Methods and results: Totally, 46 strains of L. fermentum from Kimere were isolated and characterized using molecular biology methods including pulsed-field gel electrophoresis patterns. After performing time- and dose-experiments, CaCo-2 cells were incubated with or without bacteria for 12 h. L. fermentum PZ1162 was included as the positive control. Cell-free supernatants were analyzed for hBD-2 protein by enzyme-linked immunosorbent assay (ELISA). To identify potential bacterial genes associated with hBD-2 regulation, suppression subtractive hybridization (SSH) was used. Among the 11 strains tested, only two strains of bacteria, K11-Lb3 and K2-Lb6, significantly induced the production of hBD-2 by CaCo-2 cells. This effect was strain-specific, dose-dependent and particularly seems to be bacterial genomic-dependent as manifested by SSH. L. fermentum strains with and without hBD-2 inducing effect differed in genes encoding proteins involved in glycosylation of cell-wall proteins e.g. glycosyltransferase, UDP-N-acetylglucosamine 2-epimerase, rod shape-determining protein MreC, lipoprotein precursors, sugar ABC transporters, and glutamine ABC transporter ATP-binding protein.

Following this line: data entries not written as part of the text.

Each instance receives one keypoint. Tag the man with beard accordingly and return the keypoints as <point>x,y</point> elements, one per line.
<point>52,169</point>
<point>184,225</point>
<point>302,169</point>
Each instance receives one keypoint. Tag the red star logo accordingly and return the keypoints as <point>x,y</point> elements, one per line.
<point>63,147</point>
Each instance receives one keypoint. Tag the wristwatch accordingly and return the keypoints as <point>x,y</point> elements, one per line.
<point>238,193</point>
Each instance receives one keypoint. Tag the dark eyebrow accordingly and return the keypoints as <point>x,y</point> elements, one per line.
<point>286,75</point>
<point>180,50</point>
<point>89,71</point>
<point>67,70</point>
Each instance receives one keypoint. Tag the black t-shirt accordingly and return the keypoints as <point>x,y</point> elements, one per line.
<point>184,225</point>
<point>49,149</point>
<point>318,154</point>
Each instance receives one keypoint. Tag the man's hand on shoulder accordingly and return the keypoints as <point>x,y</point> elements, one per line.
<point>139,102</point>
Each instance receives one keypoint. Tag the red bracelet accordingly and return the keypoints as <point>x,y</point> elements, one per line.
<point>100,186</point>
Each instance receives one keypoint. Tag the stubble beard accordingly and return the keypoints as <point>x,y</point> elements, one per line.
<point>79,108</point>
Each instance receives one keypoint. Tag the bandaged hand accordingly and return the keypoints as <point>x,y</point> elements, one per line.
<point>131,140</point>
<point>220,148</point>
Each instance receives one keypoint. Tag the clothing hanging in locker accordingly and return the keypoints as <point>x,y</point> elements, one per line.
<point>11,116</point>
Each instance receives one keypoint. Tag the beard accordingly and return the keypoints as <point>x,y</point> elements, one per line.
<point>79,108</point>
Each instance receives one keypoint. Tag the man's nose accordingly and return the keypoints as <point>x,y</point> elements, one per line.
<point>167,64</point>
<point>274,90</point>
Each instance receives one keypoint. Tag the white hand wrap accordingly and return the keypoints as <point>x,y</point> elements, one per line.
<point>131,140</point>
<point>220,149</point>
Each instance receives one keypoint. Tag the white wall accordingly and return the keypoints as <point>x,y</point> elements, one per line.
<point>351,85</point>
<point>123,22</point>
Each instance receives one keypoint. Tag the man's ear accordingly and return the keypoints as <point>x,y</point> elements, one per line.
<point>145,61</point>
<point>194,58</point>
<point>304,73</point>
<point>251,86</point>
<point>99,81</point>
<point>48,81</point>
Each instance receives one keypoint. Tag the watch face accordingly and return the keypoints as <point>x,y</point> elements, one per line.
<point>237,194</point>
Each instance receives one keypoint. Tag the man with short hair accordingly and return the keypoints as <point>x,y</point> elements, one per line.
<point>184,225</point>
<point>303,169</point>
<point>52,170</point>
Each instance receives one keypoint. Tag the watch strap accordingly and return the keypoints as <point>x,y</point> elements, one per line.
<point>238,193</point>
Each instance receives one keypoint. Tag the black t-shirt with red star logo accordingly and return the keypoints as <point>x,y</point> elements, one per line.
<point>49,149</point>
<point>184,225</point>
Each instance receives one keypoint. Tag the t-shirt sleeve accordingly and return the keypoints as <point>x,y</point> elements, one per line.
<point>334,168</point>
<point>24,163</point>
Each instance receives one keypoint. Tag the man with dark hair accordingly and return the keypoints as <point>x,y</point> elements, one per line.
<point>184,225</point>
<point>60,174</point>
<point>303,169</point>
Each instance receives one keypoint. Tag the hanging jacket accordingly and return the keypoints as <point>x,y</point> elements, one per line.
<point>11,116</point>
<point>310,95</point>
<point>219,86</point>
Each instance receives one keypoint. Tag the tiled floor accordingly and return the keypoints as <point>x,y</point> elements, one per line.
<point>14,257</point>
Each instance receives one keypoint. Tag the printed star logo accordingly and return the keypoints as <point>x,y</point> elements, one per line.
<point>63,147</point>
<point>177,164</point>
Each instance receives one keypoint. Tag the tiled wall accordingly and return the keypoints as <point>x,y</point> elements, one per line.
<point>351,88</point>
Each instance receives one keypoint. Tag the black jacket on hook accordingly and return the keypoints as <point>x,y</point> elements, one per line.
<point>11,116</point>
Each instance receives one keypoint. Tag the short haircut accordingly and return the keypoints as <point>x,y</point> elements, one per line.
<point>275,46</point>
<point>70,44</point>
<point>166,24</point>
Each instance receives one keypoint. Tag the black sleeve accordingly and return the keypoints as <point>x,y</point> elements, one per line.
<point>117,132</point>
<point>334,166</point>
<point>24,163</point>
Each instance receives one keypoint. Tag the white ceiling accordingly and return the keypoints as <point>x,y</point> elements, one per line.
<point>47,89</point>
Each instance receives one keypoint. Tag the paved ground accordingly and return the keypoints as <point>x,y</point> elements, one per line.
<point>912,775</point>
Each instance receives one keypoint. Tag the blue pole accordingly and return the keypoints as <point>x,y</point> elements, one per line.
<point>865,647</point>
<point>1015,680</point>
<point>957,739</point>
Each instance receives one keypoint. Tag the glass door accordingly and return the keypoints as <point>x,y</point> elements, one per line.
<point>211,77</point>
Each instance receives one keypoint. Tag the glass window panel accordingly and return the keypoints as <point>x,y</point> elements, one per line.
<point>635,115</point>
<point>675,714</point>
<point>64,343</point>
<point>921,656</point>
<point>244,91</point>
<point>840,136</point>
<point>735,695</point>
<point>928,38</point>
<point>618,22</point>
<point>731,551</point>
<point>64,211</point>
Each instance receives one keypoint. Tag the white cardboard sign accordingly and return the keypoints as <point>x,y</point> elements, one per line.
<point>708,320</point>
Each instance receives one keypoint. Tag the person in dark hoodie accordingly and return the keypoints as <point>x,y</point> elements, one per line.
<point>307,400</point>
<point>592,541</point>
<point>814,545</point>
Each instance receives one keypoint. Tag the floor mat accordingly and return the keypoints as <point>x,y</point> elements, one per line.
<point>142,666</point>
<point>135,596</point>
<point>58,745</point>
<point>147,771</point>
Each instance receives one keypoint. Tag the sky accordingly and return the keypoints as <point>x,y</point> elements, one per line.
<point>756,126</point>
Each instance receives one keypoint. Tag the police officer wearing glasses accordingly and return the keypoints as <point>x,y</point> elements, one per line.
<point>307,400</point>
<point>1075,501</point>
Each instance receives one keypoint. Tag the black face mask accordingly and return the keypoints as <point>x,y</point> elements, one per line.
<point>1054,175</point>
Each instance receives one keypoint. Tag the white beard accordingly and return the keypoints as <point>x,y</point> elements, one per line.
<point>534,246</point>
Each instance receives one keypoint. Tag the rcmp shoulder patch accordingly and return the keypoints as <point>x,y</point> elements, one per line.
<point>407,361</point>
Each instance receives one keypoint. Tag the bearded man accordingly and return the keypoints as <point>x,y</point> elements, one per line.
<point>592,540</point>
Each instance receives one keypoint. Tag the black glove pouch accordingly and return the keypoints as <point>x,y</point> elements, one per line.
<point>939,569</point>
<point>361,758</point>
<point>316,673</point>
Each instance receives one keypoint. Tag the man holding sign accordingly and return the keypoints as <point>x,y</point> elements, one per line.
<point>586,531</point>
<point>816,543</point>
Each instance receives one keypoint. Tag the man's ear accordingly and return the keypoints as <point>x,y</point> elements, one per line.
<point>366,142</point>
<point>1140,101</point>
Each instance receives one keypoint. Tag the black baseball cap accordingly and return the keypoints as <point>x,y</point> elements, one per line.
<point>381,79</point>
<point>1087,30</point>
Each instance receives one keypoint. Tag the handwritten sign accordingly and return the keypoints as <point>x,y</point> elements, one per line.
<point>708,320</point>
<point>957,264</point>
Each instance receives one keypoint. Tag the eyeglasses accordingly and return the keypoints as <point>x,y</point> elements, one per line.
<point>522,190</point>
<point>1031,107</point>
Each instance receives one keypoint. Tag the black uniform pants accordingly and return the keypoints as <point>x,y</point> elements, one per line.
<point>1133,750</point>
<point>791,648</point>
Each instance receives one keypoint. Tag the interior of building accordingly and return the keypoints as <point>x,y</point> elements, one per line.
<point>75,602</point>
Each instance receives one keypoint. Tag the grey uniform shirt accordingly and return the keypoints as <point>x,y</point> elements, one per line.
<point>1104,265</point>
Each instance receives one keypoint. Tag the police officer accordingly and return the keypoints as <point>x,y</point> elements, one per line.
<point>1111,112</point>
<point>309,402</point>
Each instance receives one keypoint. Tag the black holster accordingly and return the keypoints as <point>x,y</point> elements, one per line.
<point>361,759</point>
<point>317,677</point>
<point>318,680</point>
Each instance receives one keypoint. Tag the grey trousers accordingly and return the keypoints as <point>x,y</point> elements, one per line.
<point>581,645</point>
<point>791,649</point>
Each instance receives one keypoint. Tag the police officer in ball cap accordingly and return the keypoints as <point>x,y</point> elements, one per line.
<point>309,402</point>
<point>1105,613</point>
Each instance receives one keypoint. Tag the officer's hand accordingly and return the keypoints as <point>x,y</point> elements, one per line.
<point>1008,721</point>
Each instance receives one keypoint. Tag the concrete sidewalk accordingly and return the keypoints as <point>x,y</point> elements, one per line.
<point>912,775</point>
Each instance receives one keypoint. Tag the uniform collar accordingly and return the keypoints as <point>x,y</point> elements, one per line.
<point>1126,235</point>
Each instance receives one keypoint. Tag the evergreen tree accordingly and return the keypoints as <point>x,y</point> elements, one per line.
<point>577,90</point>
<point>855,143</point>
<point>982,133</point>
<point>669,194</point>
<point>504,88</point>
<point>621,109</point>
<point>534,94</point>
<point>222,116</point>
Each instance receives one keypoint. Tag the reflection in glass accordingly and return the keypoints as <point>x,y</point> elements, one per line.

Conclusion: This study implies that certain strains of L. fermentum isolated from Kimere may stimulate the intestinal innate defense through the induction of hBD-2. The molecular basis of hBD-2 induction by L. fermentum strain K11-Lb3 may be based on glycosylated cell-surface structures synthesized with the aid of glycosyltransferase, UDP-N-acetylglucosamine 2-epimerase, and rod shape-determining protein MreC.